A0854
Title: Efficient and accurate genome-wide survival association analysis controlling for sample relatedness in biobanks
Authors: Rounak Dey - Harvard University (United States) [presenting]
Abstract: With decades of electronic health records linked to genetic data, large biobanks provide unprecedented opportunities for systematically understanding the genetics of complex diseases. Genome-wide survival association analysis can identify genetic variants associated with ages of onset, disease progression, and lifespan. Apart from the obvious computational challenge that such analyses entail, statistical methods also need to adjust for unknown genetic ancestry structures and familial relatedness among the biobank participants. Further, due to the cohort-based recruitment strategy typically followed in biobanks, most phenotypes have severe heavy-censoring which can lead to extreme type I error inflation in standard asymptotic tests of no genetic effects. We developed an efficient and accurate frailty model approach for genome-wide survival association analysis of censored time-to-event (TTE) phenotypes by accounting for both population structure and relatedness.
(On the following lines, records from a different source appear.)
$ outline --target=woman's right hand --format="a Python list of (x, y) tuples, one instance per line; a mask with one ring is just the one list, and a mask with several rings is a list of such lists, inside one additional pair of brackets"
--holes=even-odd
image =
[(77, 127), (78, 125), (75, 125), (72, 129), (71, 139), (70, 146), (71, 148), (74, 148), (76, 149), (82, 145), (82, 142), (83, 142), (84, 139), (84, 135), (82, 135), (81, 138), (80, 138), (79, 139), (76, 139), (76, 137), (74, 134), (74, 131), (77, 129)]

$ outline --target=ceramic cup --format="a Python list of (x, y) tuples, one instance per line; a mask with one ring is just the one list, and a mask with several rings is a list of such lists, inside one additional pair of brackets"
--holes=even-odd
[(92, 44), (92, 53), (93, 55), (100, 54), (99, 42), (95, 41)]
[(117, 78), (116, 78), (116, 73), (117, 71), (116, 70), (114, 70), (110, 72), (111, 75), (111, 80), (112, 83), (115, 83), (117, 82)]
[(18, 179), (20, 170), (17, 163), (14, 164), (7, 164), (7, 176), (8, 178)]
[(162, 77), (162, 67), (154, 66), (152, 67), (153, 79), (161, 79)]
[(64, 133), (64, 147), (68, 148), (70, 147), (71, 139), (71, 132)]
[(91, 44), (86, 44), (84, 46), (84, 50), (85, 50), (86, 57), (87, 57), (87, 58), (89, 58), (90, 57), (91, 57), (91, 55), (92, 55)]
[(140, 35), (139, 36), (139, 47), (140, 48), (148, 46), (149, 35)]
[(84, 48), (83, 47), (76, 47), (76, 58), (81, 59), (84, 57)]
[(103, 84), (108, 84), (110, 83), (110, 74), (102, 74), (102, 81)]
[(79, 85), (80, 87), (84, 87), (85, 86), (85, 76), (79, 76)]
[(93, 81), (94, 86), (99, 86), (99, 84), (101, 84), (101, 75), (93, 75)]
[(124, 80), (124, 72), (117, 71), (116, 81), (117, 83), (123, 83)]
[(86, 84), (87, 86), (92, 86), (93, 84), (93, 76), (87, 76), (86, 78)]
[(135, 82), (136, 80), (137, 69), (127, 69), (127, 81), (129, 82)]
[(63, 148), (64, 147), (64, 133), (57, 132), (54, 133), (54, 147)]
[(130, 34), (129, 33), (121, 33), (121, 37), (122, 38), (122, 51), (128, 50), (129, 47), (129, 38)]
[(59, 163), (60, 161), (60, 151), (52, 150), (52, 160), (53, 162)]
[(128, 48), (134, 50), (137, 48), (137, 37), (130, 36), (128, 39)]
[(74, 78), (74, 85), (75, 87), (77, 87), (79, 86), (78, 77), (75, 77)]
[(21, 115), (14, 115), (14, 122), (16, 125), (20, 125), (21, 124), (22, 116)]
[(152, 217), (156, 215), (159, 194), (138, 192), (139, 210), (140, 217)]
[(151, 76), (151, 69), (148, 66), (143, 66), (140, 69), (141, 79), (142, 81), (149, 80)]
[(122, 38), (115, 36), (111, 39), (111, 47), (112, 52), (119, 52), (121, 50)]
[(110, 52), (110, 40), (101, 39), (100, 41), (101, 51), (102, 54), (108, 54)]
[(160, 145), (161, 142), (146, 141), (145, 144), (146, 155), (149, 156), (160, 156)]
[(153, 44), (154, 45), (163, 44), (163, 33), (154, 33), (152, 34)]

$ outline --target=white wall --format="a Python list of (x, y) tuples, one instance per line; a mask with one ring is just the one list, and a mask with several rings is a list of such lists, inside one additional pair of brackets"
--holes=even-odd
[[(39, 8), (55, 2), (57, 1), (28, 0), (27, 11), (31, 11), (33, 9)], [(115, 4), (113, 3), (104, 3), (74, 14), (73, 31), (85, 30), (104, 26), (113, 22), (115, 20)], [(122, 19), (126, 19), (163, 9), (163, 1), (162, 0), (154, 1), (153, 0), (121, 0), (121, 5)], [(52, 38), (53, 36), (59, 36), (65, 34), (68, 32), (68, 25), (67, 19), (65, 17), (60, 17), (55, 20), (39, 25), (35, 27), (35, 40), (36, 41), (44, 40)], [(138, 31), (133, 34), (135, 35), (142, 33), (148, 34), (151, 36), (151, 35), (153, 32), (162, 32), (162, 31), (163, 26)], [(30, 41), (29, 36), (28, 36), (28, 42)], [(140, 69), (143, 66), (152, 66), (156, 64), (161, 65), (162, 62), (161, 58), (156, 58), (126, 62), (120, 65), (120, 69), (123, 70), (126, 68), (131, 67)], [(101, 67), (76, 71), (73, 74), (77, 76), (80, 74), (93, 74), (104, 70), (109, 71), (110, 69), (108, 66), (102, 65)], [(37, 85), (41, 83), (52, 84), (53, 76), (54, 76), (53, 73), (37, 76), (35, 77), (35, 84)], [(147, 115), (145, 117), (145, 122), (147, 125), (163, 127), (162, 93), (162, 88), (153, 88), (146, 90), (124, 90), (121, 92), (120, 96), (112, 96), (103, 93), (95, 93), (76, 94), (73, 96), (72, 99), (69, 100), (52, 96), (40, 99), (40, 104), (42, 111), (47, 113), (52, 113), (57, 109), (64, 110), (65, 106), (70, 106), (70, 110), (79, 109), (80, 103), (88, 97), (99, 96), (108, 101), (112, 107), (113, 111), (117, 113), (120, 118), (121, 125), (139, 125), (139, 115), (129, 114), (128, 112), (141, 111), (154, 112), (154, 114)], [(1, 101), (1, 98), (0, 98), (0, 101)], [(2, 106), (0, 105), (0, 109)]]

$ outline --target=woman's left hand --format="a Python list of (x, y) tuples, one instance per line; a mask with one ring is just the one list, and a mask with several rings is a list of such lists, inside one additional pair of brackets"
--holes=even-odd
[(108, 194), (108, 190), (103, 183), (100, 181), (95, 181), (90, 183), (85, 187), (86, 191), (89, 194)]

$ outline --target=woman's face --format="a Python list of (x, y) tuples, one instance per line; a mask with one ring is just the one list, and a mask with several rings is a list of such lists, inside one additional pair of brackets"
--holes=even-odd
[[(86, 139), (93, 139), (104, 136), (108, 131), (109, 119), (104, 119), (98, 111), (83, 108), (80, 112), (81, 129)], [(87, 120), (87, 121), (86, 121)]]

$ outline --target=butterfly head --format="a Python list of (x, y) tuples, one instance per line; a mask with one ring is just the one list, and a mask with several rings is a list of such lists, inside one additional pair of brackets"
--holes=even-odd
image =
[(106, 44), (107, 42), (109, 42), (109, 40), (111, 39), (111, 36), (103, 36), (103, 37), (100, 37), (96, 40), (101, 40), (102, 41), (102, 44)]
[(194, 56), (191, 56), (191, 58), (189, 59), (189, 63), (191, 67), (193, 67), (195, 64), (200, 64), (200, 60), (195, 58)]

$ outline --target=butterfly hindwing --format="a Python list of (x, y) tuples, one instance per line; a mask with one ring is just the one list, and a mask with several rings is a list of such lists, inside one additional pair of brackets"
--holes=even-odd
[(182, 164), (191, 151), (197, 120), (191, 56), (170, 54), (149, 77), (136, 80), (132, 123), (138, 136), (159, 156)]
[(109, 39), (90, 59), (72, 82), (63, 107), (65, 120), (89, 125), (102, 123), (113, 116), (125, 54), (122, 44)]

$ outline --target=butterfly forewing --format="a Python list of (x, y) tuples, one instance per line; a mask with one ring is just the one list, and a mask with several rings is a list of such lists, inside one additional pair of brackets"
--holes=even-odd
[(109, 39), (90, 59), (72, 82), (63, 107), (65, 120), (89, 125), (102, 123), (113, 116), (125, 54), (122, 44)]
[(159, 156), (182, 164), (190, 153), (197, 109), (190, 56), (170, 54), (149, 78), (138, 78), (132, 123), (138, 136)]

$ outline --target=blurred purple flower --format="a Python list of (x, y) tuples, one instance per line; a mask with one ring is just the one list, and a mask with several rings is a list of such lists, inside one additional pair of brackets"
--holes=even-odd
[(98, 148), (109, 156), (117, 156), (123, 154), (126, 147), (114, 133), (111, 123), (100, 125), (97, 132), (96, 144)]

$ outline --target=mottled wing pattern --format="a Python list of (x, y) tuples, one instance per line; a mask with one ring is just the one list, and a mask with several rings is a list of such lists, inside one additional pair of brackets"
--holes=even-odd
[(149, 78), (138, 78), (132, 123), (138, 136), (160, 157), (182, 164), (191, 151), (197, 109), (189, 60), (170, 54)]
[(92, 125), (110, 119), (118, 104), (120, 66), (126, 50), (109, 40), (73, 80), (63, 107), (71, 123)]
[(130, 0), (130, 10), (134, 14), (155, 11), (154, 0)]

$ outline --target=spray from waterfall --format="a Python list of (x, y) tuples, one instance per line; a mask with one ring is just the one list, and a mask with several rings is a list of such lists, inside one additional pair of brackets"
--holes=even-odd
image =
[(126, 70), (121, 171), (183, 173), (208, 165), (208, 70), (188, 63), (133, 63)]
Our method utilizes state-of-the-art optimization strategies to reduce the computational cost, and the saddlepoint approximation to allow for the analysis of heavily censored phenotypes (>90\%) and low-frequency genetic variants (down to minor allele count 20). We demonstrated the performance of our method through extensive simulation studies and analysis of five TTE phenotypes, including lifespan, with heavy censoring rates (90.9\% to 99.8\%) on ~400,000 UK Biobank participants and ~180,000 individuals in FinnGen.